Our results may have several important implications. First, understanding the signaling mechanisms involved in NTHi-induced NF-κB activation may bring new insights into the molecular pathogenesis of NTHi infections because the molecular mechanisms by which NTHi causes otitis media and COPD have remained largely unknown (1, 3–6, 37). Second, our finding that Gram-negative bacterium NTHi uses host TLR2 for transmitting signals across a cell membrane should enhance our understanding of bacteria-induced receptor signaling mechanisms in epithelial cells because TLR2 has been shown previously to mediate mainly the host response to Gram-positive bacteria, and little is known about TLR signaling in epithelial cells (20). Finally, our findings may lead to the development of novel therapeutic strategies for NTHi infections including otitis media and COPD (38, 39). In our studies, we have identified TLR2–TAK1-dependent NIK–IKKα/β–IκBα and MKK3/6–p38 MAP kinase signaling pathways to be involved in NTHi-induced NF-κB activation.

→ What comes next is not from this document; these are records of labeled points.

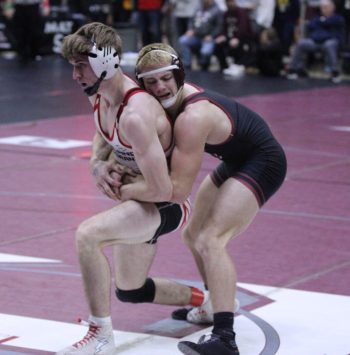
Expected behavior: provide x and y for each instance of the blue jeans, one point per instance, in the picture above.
(307, 45)
(196, 44)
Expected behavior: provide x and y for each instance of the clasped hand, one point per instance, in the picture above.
(110, 176)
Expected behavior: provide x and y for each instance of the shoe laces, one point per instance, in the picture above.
(91, 334)
(208, 338)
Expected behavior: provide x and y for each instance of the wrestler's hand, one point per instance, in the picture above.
(108, 176)
(129, 179)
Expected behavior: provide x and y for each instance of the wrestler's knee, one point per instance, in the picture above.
(146, 293)
(188, 236)
(84, 236)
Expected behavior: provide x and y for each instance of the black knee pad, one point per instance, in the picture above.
(143, 294)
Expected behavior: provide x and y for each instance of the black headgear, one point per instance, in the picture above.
(176, 66)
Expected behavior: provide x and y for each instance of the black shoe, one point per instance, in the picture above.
(215, 345)
(180, 314)
(335, 77)
(302, 73)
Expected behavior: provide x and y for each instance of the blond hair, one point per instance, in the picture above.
(81, 42)
(155, 54)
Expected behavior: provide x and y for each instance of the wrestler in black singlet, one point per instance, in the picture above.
(251, 154)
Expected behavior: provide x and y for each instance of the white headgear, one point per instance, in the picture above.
(104, 61)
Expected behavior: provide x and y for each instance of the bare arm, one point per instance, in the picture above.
(106, 171)
(142, 134)
(190, 137)
(186, 160)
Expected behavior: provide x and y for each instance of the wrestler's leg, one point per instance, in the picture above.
(129, 222)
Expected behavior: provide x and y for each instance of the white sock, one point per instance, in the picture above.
(100, 321)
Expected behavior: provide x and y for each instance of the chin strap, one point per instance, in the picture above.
(92, 90)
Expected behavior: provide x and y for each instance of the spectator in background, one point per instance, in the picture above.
(204, 28)
(26, 17)
(287, 13)
(344, 10)
(149, 20)
(261, 13)
(325, 33)
(235, 41)
(183, 12)
(269, 53)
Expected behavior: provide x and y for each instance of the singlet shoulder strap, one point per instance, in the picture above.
(126, 98)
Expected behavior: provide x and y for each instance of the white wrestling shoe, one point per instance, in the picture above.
(204, 313)
(98, 340)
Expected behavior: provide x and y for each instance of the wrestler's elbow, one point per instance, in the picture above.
(180, 193)
(162, 192)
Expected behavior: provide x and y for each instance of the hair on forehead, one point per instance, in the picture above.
(81, 42)
(155, 54)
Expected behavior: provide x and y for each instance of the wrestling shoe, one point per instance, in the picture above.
(98, 340)
(211, 344)
(199, 315)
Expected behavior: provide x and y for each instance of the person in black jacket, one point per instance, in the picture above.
(204, 28)
(325, 33)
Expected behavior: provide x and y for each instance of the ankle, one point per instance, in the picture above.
(198, 297)
(100, 321)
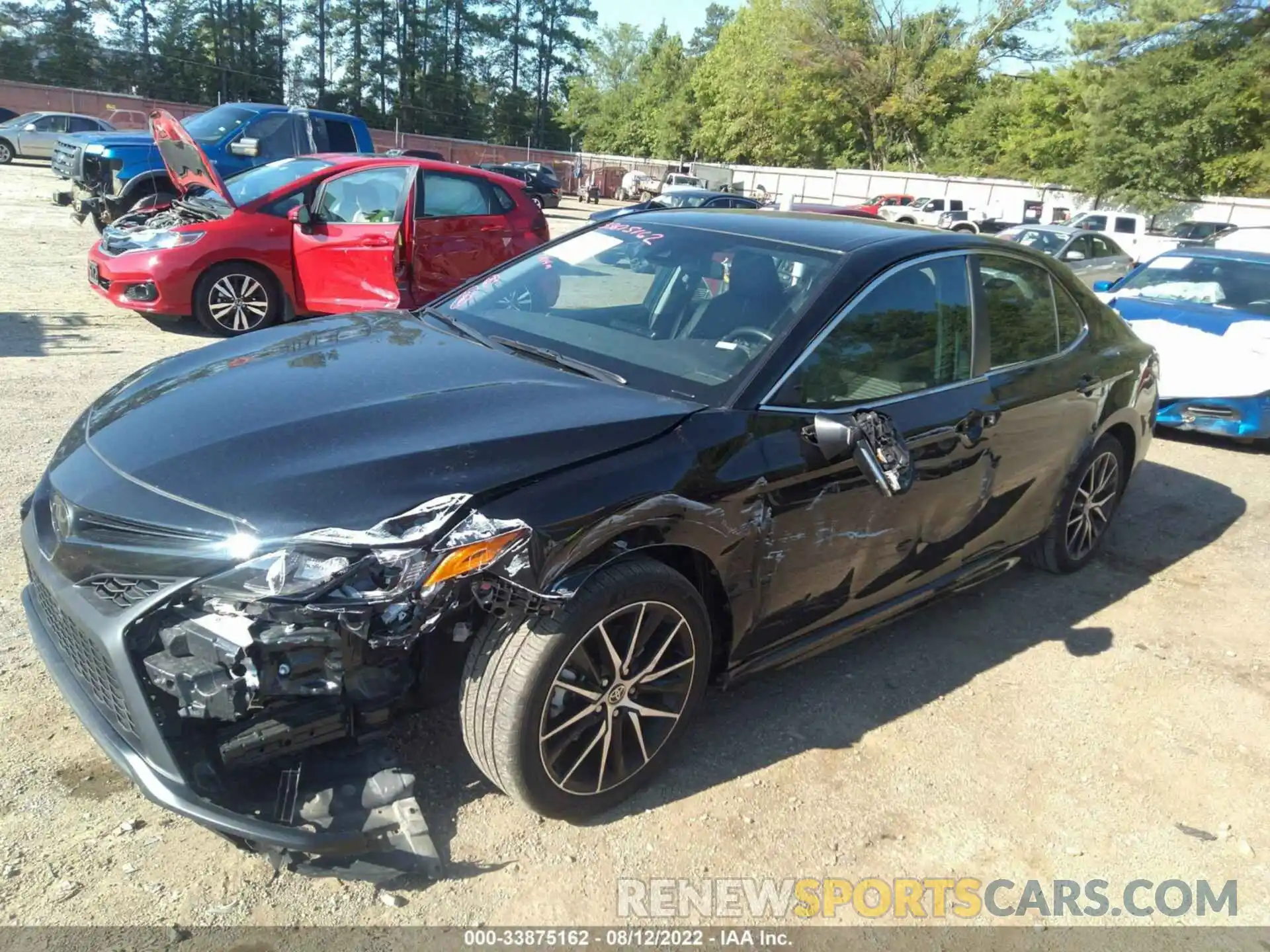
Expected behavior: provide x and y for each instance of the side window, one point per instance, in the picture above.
(368, 197)
(1020, 303)
(281, 206)
(1082, 247)
(1071, 320)
(451, 196)
(505, 201)
(280, 135)
(912, 332)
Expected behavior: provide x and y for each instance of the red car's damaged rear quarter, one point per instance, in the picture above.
(244, 235)
(343, 266)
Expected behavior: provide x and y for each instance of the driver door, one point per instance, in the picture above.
(40, 141)
(351, 255)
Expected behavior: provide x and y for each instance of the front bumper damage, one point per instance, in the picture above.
(266, 723)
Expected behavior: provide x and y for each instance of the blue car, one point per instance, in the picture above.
(1206, 313)
(681, 198)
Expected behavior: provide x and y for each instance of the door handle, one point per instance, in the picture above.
(1087, 383)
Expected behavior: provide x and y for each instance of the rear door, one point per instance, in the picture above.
(460, 230)
(1043, 374)
(352, 255)
(41, 140)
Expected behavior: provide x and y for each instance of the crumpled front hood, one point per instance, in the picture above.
(343, 422)
(1205, 350)
(112, 140)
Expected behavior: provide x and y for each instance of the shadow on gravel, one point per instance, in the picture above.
(28, 334)
(189, 327)
(1166, 516)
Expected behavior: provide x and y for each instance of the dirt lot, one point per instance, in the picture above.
(1040, 728)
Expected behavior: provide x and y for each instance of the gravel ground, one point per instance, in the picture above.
(1039, 728)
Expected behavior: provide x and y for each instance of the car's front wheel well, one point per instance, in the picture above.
(698, 569)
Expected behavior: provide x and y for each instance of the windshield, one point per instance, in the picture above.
(1224, 282)
(258, 182)
(676, 311)
(677, 200)
(1047, 241)
(216, 124)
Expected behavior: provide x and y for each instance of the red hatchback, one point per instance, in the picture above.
(317, 234)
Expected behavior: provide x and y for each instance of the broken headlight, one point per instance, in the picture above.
(353, 574)
(161, 239)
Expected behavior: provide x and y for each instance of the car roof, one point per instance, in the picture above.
(1056, 229)
(1227, 253)
(702, 192)
(833, 233)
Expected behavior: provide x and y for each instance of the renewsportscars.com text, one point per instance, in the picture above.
(929, 898)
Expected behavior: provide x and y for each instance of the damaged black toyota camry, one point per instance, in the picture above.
(676, 448)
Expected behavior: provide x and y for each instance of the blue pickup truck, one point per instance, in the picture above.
(113, 173)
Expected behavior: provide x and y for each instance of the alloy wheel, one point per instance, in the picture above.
(618, 697)
(1091, 508)
(238, 302)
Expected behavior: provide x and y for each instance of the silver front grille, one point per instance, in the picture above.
(67, 160)
(87, 659)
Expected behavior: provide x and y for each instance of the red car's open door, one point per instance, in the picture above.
(352, 254)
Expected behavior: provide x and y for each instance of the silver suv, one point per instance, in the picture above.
(33, 135)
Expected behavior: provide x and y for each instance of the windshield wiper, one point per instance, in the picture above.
(568, 364)
(466, 331)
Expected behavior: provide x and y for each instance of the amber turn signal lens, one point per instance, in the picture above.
(473, 556)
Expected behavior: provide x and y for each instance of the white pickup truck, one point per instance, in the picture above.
(1129, 230)
(923, 211)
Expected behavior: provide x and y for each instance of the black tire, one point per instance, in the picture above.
(253, 286)
(512, 701)
(1054, 551)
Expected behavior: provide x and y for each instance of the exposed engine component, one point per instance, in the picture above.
(884, 450)
(319, 640)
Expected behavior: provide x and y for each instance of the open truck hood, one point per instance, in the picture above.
(187, 164)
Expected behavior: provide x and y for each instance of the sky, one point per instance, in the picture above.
(683, 17)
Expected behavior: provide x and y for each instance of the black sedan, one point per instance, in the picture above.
(680, 198)
(673, 448)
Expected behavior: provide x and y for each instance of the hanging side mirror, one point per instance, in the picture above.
(869, 438)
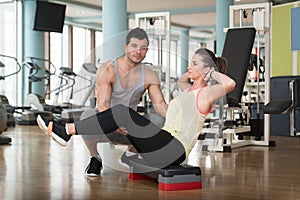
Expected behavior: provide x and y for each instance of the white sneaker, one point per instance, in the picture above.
(42, 125)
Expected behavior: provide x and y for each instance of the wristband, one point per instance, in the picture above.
(212, 70)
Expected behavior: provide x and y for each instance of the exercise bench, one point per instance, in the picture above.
(180, 177)
(284, 105)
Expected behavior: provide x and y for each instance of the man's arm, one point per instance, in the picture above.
(184, 82)
(104, 78)
(155, 94)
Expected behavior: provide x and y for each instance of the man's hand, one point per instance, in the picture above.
(122, 131)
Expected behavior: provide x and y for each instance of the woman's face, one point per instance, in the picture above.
(196, 69)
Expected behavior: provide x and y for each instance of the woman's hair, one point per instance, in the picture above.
(210, 60)
(137, 33)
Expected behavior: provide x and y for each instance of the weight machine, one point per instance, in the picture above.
(239, 129)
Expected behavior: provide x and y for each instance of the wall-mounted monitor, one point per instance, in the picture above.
(49, 17)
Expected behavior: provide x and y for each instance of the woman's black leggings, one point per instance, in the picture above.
(158, 147)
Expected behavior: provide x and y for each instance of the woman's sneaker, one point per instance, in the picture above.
(125, 159)
(94, 168)
(58, 132)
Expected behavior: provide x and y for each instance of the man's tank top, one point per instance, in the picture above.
(184, 120)
(129, 97)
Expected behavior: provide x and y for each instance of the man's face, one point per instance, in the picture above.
(136, 50)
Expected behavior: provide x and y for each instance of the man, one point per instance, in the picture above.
(124, 81)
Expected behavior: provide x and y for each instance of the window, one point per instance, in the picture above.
(10, 45)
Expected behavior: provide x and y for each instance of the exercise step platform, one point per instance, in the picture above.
(181, 177)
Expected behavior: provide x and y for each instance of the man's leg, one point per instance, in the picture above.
(156, 146)
(90, 141)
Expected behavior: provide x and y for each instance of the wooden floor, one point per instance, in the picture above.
(35, 167)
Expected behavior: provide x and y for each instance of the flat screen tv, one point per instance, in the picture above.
(49, 17)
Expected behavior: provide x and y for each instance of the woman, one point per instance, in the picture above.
(184, 120)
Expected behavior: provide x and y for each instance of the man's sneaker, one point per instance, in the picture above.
(94, 168)
(125, 159)
(58, 132)
(43, 124)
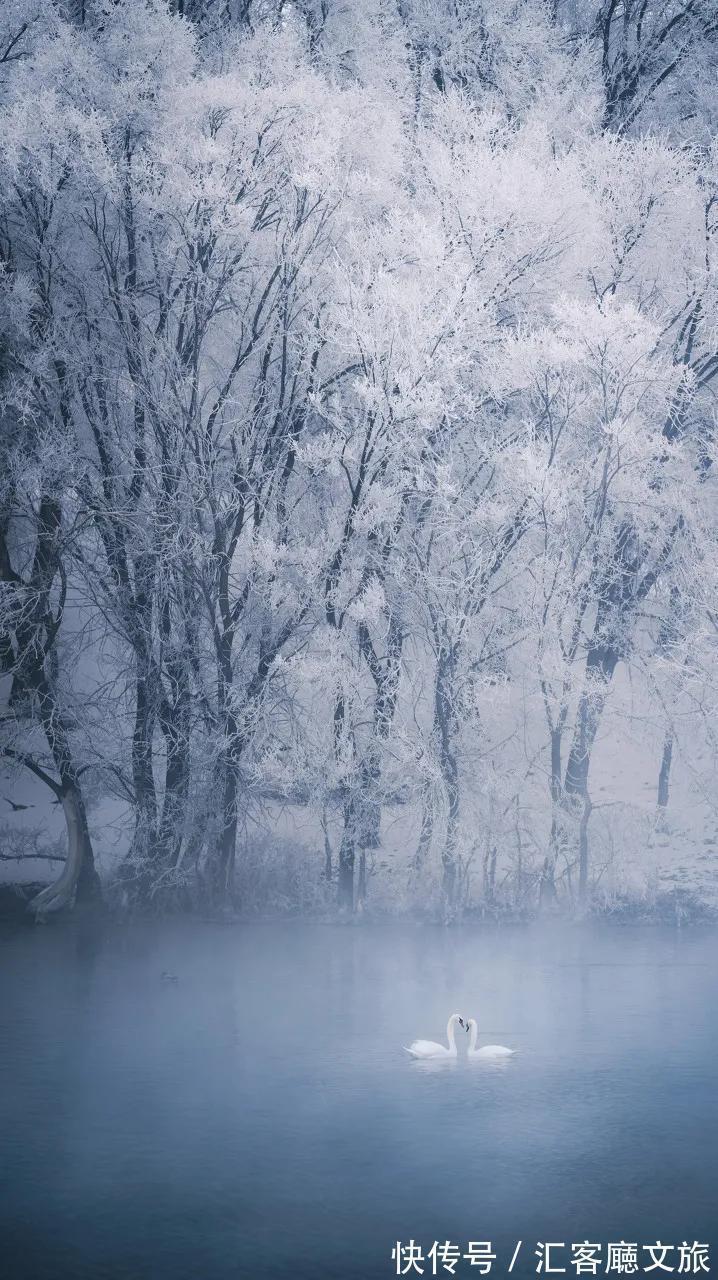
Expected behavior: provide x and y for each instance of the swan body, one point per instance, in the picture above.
(486, 1051)
(430, 1048)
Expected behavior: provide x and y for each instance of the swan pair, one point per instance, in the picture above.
(430, 1048)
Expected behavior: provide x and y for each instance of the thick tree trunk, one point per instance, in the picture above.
(664, 773)
(223, 868)
(447, 728)
(347, 858)
(600, 664)
(547, 885)
(78, 880)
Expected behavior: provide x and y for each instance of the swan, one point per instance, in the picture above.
(430, 1048)
(488, 1050)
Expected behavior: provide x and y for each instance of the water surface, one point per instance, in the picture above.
(257, 1116)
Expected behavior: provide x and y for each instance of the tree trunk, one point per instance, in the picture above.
(600, 664)
(664, 773)
(547, 885)
(78, 880)
(347, 855)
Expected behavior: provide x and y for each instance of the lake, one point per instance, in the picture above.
(259, 1118)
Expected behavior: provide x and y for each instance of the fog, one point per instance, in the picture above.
(205, 1101)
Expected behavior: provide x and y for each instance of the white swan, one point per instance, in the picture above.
(430, 1048)
(486, 1050)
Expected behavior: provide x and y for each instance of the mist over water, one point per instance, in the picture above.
(257, 1116)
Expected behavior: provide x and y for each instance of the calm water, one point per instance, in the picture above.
(257, 1118)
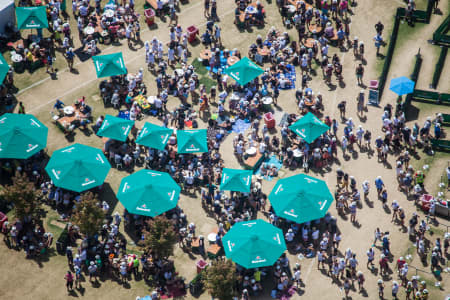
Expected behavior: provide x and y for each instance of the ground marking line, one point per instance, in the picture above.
(106, 49)
(92, 80)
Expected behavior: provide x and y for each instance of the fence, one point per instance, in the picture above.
(439, 67)
(418, 16)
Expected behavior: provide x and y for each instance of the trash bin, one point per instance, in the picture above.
(201, 265)
(149, 16)
(269, 120)
(192, 33)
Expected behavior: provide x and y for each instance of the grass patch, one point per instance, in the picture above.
(208, 82)
(200, 69)
(406, 32)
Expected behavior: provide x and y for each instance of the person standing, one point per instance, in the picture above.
(21, 108)
(379, 28)
(206, 11)
(69, 281)
(359, 74)
(378, 42)
(360, 103)
(50, 63)
(69, 55)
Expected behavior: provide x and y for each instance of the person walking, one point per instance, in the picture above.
(360, 104)
(206, 9)
(378, 42)
(69, 55)
(359, 74)
(380, 288)
(379, 28)
(49, 64)
(69, 281)
(21, 108)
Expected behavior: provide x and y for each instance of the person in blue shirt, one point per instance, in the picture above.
(379, 184)
(378, 41)
(437, 131)
(69, 57)
(59, 105)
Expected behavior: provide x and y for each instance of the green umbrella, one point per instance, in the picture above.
(115, 128)
(254, 244)
(149, 193)
(109, 65)
(154, 136)
(244, 71)
(4, 68)
(78, 167)
(309, 127)
(33, 17)
(192, 141)
(301, 198)
(21, 136)
(236, 180)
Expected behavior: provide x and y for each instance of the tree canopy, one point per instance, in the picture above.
(23, 194)
(160, 237)
(88, 215)
(220, 279)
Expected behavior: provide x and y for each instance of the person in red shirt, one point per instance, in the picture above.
(69, 281)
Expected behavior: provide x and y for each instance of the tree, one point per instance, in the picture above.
(23, 194)
(88, 215)
(160, 236)
(220, 279)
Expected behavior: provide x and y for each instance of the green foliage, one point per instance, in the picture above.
(220, 279)
(88, 214)
(24, 196)
(199, 67)
(160, 238)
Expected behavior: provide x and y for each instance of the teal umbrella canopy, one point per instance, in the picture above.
(254, 244)
(109, 65)
(78, 167)
(309, 128)
(21, 136)
(236, 180)
(148, 193)
(301, 198)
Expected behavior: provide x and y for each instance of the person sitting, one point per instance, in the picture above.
(127, 159)
(206, 38)
(59, 105)
(86, 110)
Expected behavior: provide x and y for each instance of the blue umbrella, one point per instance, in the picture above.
(402, 85)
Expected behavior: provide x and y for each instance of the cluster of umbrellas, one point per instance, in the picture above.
(78, 168)
(154, 136)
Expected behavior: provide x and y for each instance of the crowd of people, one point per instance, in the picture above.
(318, 28)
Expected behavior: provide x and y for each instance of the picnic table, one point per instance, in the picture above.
(246, 11)
(314, 28)
(71, 114)
(297, 2)
(154, 5)
(213, 251)
(205, 54)
(264, 51)
(232, 60)
(309, 43)
(252, 162)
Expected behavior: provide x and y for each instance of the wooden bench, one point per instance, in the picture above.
(213, 251)
(440, 144)
(15, 45)
(153, 4)
(253, 162)
(425, 95)
(444, 98)
(446, 119)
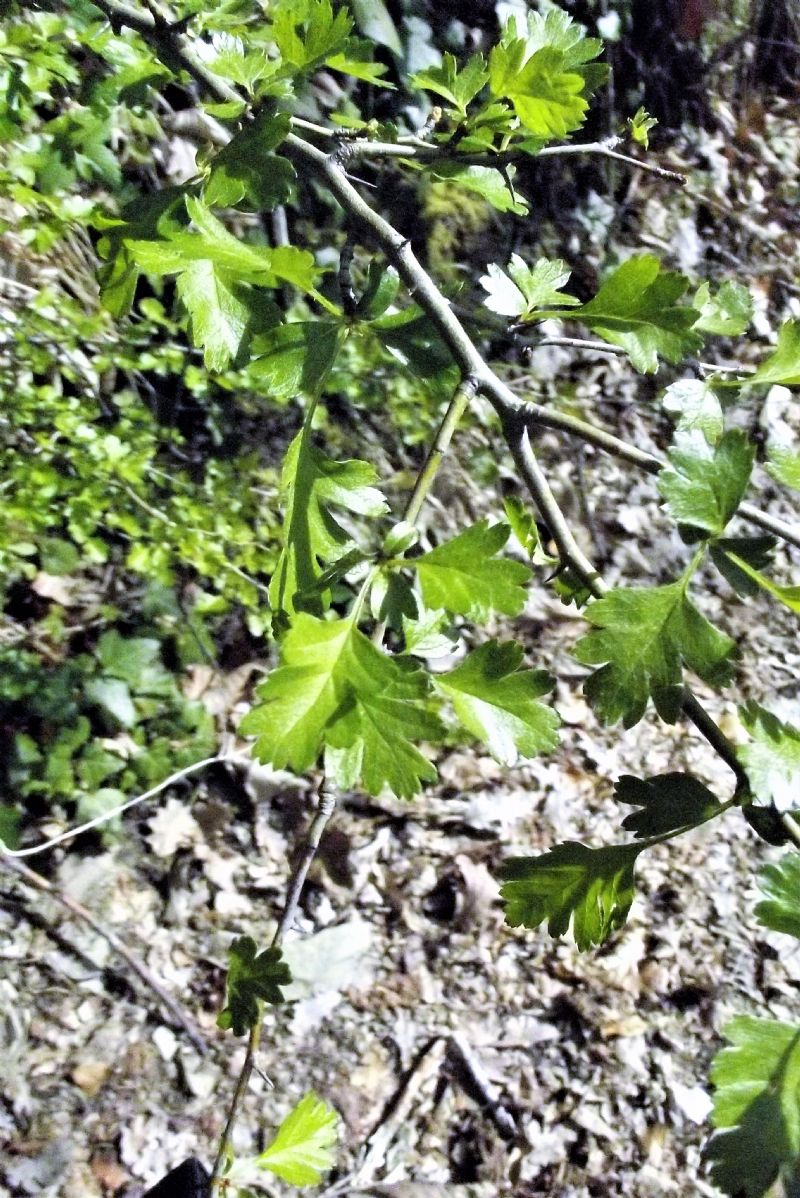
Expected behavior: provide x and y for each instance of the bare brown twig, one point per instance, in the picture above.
(76, 908)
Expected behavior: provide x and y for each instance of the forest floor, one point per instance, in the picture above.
(464, 1057)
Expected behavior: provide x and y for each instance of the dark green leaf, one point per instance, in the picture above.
(785, 466)
(703, 485)
(495, 186)
(591, 887)
(375, 23)
(780, 884)
(783, 365)
(252, 978)
(756, 1106)
(523, 289)
(771, 758)
(667, 802)
(465, 575)
(727, 314)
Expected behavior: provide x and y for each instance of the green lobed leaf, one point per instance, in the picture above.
(785, 466)
(593, 888)
(335, 688)
(756, 1106)
(495, 186)
(315, 488)
(771, 758)
(783, 365)
(499, 703)
(303, 1148)
(292, 359)
(703, 485)
(545, 74)
(697, 406)
(637, 308)
(465, 576)
(644, 635)
(789, 596)
(728, 313)
(248, 169)
(253, 978)
(666, 803)
(523, 289)
(456, 85)
(780, 884)
(640, 126)
(756, 551)
(219, 315)
(307, 31)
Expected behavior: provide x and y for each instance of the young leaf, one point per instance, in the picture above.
(218, 312)
(248, 169)
(591, 887)
(704, 485)
(640, 125)
(335, 688)
(643, 634)
(783, 365)
(307, 31)
(785, 466)
(456, 86)
(252, 978)
(545, 73)
(780, 884)
(314, 486)
(523, 289)
(466, 578)
(636, 307)
(771, 758)
(498, 702)
(303, 1148)
(756, 1106)
(727, 314)
(294, 359)
(523, 526)
(697, 406)
(666, 803)
(756, 551)
(485, 181)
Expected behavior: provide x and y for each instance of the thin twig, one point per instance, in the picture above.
(455, 410)
(423, 151)
(114, 811)
(539, 416)
(326, 804)
(117, 945)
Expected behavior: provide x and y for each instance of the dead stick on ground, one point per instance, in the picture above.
(120, 948)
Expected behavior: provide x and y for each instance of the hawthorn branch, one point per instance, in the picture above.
(539, 416)
(455, 410)
(413, 147)
(326, 805)
(505, 404)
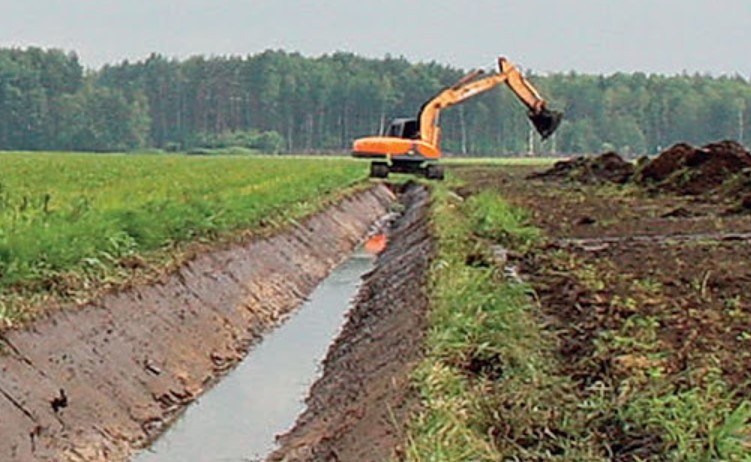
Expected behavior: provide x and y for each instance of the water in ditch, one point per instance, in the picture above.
(239, 418)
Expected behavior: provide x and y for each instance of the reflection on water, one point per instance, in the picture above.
(238, 419)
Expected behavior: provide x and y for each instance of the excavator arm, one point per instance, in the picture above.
(544, 120)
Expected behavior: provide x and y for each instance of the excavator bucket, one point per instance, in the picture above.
(546, 121)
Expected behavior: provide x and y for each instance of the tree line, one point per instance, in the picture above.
(277, 101)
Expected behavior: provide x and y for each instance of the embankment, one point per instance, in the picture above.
(357, 410)
(93, 384)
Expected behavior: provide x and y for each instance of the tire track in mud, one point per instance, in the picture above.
(95, 383)
(356, 410)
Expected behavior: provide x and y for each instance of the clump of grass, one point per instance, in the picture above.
(493, 218)
(66, 219)
(488, 383)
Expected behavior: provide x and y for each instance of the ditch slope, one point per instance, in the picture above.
(98, 382)
(356, 410)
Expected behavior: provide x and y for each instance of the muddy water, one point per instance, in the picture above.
(239, 418)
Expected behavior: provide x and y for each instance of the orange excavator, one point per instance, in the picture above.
(413, 145)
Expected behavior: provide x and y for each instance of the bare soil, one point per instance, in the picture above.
(682, 169)
(616, 257)
(356, 410)
(96, 382)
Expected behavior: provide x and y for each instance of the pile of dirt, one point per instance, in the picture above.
(687, 170)
(605, 168)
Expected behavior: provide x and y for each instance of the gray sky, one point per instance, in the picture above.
(593, 36)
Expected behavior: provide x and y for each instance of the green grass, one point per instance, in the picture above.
(488, 386)
(77, 214)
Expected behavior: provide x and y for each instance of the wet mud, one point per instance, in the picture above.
(681, 169)
(357, 410)
(95, 383)
(640, 289)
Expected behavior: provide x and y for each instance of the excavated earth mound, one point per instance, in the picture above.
(607, 167)
(95, 383)
(354, 412)
(684, 169)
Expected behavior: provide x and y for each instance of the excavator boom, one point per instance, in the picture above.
(412, 145)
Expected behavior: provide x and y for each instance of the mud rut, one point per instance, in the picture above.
(95, 383)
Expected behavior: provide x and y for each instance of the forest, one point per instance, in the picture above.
(279, 102)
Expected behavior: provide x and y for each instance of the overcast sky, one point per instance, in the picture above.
(593, 36)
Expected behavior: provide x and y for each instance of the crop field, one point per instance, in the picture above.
(68, 220)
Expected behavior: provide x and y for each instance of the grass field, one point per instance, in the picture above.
(81, 215)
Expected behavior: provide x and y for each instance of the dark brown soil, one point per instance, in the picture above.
(355, 411)
(96, 382)
(617, 261)
(682, 169)
(608, 167)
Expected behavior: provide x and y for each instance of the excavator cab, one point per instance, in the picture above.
(403, 128)
(546, 121)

Possibly of major interest will be the experimental evidence for the involvement of outer membrane protein P6 and TLR2 because of their major, if not exclusive, involvement in the pathogenesis of diseases (1, 5, 31–33).
We thank Dr. Ali Andalibi for critically reading this manuscript. This work was supported in part by National Institutes of Health Grants DC04562 (to J.D.L.), AI19641 (to T.F.M.), and AI41637 (to J.H.) and the Henry L. Guenther Foundation (to D.J.L. and J.D.L.).